Robust language-based mental health assessments in time and space through social media

NPJ Digit Med. 2024 May 2;7(1):109. doi: 10.1038/s41746-024-01100-0.

Abstract

In the most comprehensive population surveys, mental health is only broadly captured through questionnaires asking about "mentally unhealthy days" or feelings of "sadness." Further, population mental health estimates are predominantly consolidated to yearly estimates at the state level, which is considerably coarser than the best estimates of physical health.

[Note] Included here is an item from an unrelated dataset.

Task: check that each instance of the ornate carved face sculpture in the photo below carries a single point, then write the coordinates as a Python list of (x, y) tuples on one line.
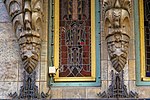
[(27, 23), (117, 30)]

Through the large-scale analysis of social media, robust estimation of population mental health is feasible at finer resolutions. In this study, we created a pipeline that used ~1 billion Tweets from 2 million geo-located users to estimate mental health levels and changes for depression and anxiety, the two leading mental health conditions. Language-based mental health assessments (LBMHAs) had substantially higher levels of reliability across space and time than available survey measures. This work presents reliable assessments of depression and anxiety down to the county-weeks level. Where surveys were available, we found moderate to strong associations between the LBMHAs and survey scores for multiple levels of granularity, from the national level down to weekly county measurements (fixed effects β = 0.34 to 1.82; p < 0.001). LBMHAs demonstrated temporal validity, showing clear absolute increases after a list of major societal events (+23% absolute change for depression assessments). LBMHAs showed improved external validity, evidenced by stronger correlations with measures of health and socioeconomic status than population surveys. This study shows that the careful aggregation of social media data yields spatiotemporal estimates of population mental health that exceed the granularity achievable by existing population surveys, and does so with generally greater reliability and validity.